In YOUR Recitation Thursday, March 2, 2006

STT 315

Prep for Exam 3

In YOUR recitation Thursday, March 2, 2006

Bring your MSU photo ID

This material will be gone over in the lectures of M 27 and W 29. Get going on it just as soon as you can. This PREP will NOT be submitted by you for any credit.

Overview of Exam 2:

* Similar format to Exam 1.

* Perhaps different seating.

* 45 Min, closed book, no notes, or papers, cell phones,

calculators or computers.

* Bring three pencils.

* Do not remove pages or staples from your exam.

* Do not be more than 5 min late (as with Exam 1).

* Hand in exam promptly when asked to do so.

* z and t tables will be on your exam sheet.

* The formulas of Week 6 ADDITIONAL Slides and those

from Week 7 (regression estimator and CI) will be given

on Exam 2 with random arrangement and no comments.

* A table of random digits in the format of Table 14 will

be on Exam 2. Know FPC and when to use it.

* You must memorize formulas for covariance/correlation. * Be prepared to calculate by hand all things needed for

the regression estimator and CI from a small data set.

* Be prepared to calculate by hand all things needed for

the regression estimator and CI from a large data set if

you are given things like xyBAR, xBAR, etc.

1. Calculate the indicated quantities from the data below.
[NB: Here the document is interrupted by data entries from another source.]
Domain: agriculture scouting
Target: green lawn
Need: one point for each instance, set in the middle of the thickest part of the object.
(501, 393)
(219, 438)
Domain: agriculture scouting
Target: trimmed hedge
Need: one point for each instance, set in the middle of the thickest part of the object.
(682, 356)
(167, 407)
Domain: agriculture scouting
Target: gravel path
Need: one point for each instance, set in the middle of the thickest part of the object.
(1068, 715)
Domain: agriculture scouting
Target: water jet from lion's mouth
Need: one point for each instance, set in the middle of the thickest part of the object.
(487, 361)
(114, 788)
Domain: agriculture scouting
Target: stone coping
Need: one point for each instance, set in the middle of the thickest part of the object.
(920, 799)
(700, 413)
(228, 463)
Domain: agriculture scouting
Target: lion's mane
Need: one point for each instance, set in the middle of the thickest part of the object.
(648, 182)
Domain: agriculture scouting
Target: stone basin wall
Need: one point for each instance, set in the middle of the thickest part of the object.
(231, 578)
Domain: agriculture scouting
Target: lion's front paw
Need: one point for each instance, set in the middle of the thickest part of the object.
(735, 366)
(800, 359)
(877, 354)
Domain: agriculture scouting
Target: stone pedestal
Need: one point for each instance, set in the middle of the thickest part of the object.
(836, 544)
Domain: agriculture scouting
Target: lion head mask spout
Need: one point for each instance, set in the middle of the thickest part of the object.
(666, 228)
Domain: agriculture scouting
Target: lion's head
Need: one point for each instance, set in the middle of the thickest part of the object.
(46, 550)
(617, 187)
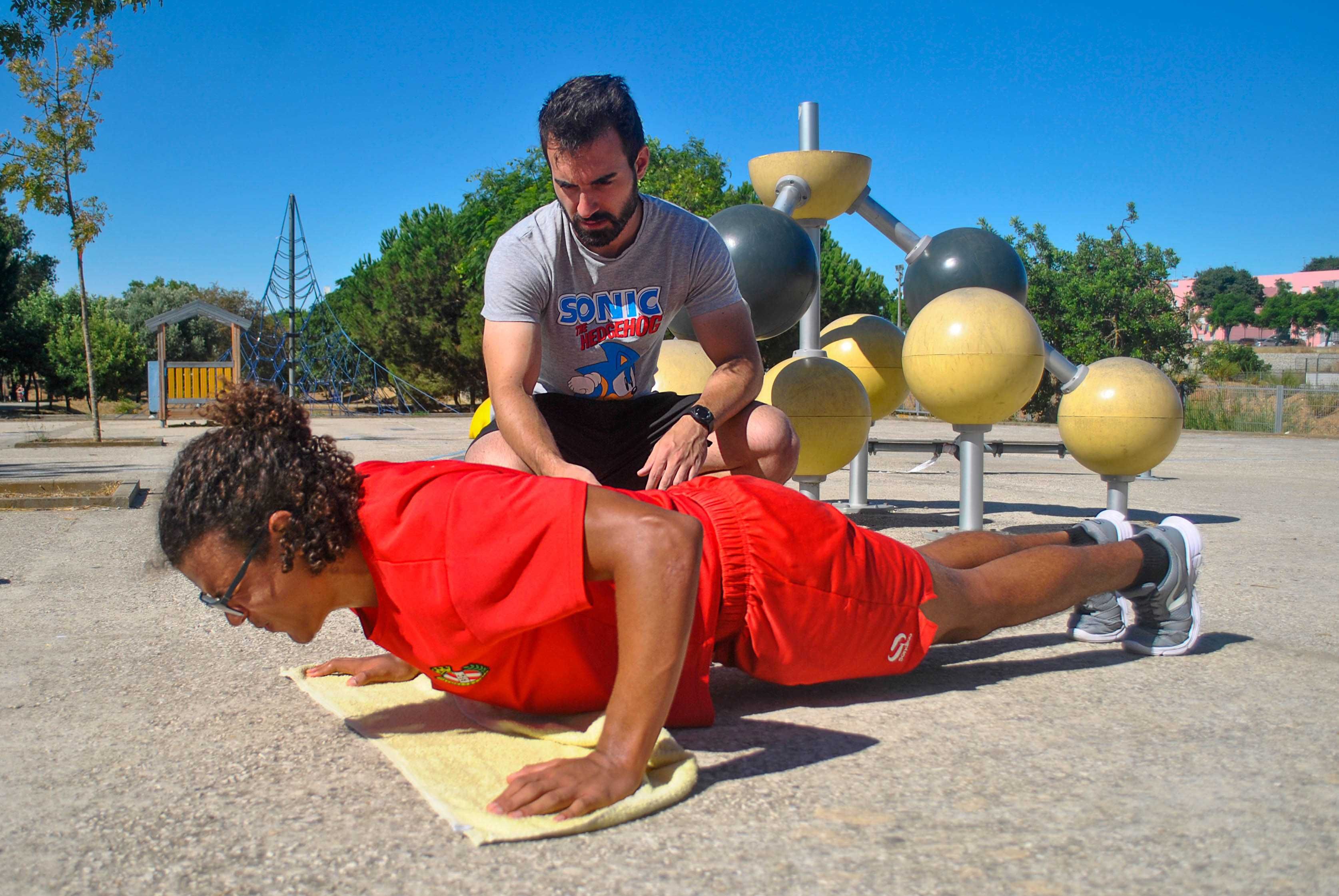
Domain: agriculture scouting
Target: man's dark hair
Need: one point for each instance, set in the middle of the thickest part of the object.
(586, 108)
(261, 460)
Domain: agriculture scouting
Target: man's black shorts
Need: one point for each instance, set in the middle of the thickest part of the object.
(613, 438)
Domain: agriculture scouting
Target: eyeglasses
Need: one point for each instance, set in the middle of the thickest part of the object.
(223, 603)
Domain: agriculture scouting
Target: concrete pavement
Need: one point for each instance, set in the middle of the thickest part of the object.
(146, 748)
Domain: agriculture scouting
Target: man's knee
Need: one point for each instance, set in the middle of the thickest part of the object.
(774, 442)
(492, 449)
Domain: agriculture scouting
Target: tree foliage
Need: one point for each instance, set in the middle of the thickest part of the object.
(118, 353)
(1106, 298)
(1230, 295)
(34, 20)
(1323, 263)
(22, 274)
(418, 305)
(62, 89)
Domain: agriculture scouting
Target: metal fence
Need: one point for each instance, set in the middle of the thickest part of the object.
(1265, 409)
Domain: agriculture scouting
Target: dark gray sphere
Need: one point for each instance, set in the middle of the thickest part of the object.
(963, 258)
(774, 263)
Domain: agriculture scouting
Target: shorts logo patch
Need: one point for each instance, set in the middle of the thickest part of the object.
(898, 653)
(467, 675)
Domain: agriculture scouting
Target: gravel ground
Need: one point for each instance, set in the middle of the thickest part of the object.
(149, 749)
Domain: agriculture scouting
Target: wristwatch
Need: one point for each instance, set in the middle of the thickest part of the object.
(703, 416)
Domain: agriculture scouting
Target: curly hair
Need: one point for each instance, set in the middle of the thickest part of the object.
(263, 460)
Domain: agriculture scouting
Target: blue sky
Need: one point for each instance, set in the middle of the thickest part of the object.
(1217, 119)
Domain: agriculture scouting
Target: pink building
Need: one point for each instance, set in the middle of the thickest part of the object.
(1301, 281)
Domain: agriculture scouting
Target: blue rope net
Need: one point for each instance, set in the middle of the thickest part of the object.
(330, 369)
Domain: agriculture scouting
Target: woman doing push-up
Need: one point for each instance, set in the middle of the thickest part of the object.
(547, 595)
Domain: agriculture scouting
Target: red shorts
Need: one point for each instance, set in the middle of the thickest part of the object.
(806, 595)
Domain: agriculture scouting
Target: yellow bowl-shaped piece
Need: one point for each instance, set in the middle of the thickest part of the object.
(483, 417)
(827, 405)
(683, 367)
(974, 357)
(872, 349)
(836, 180)
(1123, 420)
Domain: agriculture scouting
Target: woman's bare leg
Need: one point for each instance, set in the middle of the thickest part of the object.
(1025, 586)
(970, 550)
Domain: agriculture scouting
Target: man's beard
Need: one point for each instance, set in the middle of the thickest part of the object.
(603, 237)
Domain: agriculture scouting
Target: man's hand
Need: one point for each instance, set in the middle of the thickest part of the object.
(366, 670)
(678, 456)
(574, 786)
(565, 470)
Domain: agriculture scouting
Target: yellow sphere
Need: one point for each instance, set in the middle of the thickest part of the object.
(483, 417)
(974, 357)
(872, 349)
(683, 367)
(1123, 420)
(827, 405)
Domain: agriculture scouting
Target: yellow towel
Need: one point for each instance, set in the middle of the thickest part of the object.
(460, 752)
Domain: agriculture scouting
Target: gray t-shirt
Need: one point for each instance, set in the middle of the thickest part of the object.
(602, 319)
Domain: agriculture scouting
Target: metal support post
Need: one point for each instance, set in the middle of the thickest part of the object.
(1064, 369)
(887, 223)
(792, 193)
(290, 347)
(812, 323)
(971, 476)
(809, 485)
(1119, 493)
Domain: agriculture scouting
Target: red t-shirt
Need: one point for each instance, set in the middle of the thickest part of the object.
(480, 584)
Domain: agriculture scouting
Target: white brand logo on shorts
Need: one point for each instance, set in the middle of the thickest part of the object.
(899, 649)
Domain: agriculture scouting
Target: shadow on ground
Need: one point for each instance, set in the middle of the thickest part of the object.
(946, 514)
(780, 747)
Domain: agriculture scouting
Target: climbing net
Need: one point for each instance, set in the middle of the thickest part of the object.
(329, 369)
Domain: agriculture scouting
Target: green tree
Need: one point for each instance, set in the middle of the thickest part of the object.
(1230, 297)
(22, 274)
(62, 88)
(199, 339)
(37, 318)
(1323, 263)
(1108, 298)
(35, 20)
(406, 306)
(1282, 311)
(120, 353)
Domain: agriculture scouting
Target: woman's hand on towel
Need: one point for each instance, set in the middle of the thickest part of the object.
(568, 786)
(366, 670)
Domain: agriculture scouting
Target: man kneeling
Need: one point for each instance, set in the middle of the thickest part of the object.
(547, 595)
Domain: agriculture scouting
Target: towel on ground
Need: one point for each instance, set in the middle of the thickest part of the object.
(459, 753)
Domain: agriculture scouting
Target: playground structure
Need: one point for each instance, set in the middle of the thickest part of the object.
(973, 354)
(191, 382)
(295, 343)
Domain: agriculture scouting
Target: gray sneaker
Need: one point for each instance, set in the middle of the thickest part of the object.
(1102, 618)
(1167, 615)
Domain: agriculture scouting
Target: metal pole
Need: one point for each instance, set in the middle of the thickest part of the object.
(971, 475)
(292, 295)
(858, 496)
(1064, 369)
(1119, 493)
(812, 323)
(887, 223)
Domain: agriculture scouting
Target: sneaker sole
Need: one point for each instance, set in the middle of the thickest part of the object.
(1124, 531)
(1195, 559)
(1173, 650)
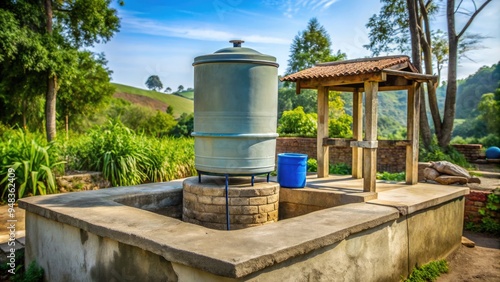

ALWAYS use THESE column headers to indicate method. We’ll think of this as sample data on three subjects whose (x,y) scores are {0,0}, {0,2}, {3, 4} respectively.

x y x2 y2 xy

0 0

0 2

3 4

tot

avg

a. xBAR

b. yBAR

c. xyBAR

d. x2BAR

e. y2BAR

f. covariance

g. correlation rhoHAT

h. Calculate sample sd sx .

i. Calculate root(x2BAR – (xBAR)2). This differs from (h) in that sx incorporates divisor n – 1 = 3 – 1 (under the square root) whereas root(x2BAR – (xBAR)2) instead incorporates divisor n = 3 (under the square root).

j. Check that indeed

sx = root(n / (n-1)) root(x2BAR – (xBAR)2).

k. Calculate sample sd sy .

l. Calculate root(y2BAR – (yBAR)2). This differs from (k) in that sy has divisor n – 1 = 3 – 1 (under the square root) whereas root(y2BAR – (yBAR)2) has divisor n = 3 (under the square root).

m. Check that indeed

sy = root(n / (n-1)) root(y2BAR – (yBAR)2).

n. Plot the data {0,0}, {0,2}, {3, 4} in the x, y plane.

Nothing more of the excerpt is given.